A diferencia de Ortega y Gasset, preferimos entonces no hablar de “realidad” e “irrealidad” (o “fantasmagoría”) sino de diversidad ontológica entre la realidad cotidiana y la realidad de la poíesis. También a diferencia de Ortega, afirmamos que, en el momento de su brote, Don Quijote ha dejado de ser espectador, no porque se haya transmutado él mismo en personaje de la obra teatral, sino porque ha dejado de percibir –de expectar- el salto ontológico que separa la realidad cotidiana de la realidad poiética. Para Don Quijote en el acontecimiento ya no hay poíesis (mundo paralelo al mundo, sujeto a sus propias reglas, esas mismas reglas que Don Quijote sabe aceptar para la comedia), sino una regresión al nivel ontológico cotidiano por la imposibilidad de percibir el nivel ontológico poiético.

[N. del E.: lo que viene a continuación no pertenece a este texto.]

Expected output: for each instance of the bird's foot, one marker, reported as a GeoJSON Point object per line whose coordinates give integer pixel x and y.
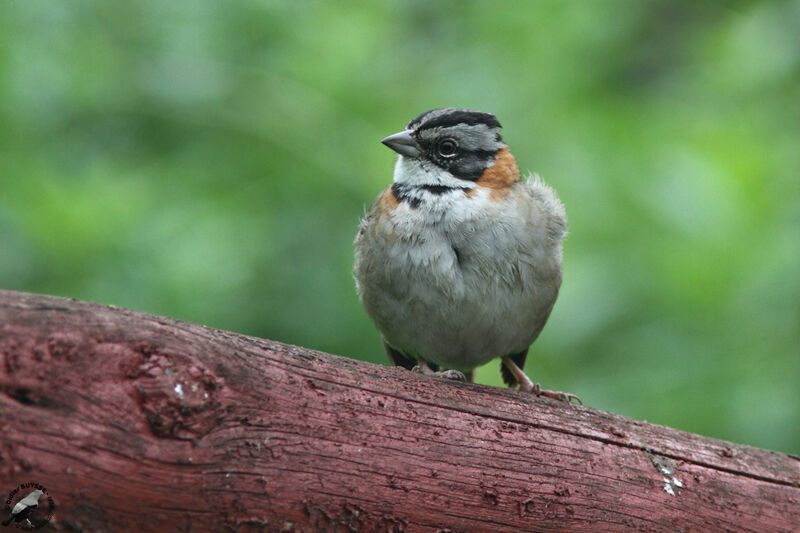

Es importante observar que el brote de locura de Don Quijote en esta aventura es semejante al que padece en muchas aventuras anteriores. Por lo tanto sería un error atribuir su “yerro” a una especificidad del acontecimiento teatral. Así como Don Quijote ve molinos y concibe gigantes, de la misma manera ve títeres y cree que son personas reales. No hace falta apelar al “vendaval de la fantasmagoría” (seguramente el retablo de Maese Pedro y su ayudante debía ser muy tosco en términos artísticos) o al funcionamiento de la teatralidad, sino más bien a la incapacidad de Don Quijote de reconocer el espesor ontológico de la vida cotidiana. Don Quijote no es absorbido por la fantasmagoría teatral –como pretende Ortega- sino que pierde el sentido de la realidad cotidiana y por lo tanto no puede construir el sentido de la realidad poiética.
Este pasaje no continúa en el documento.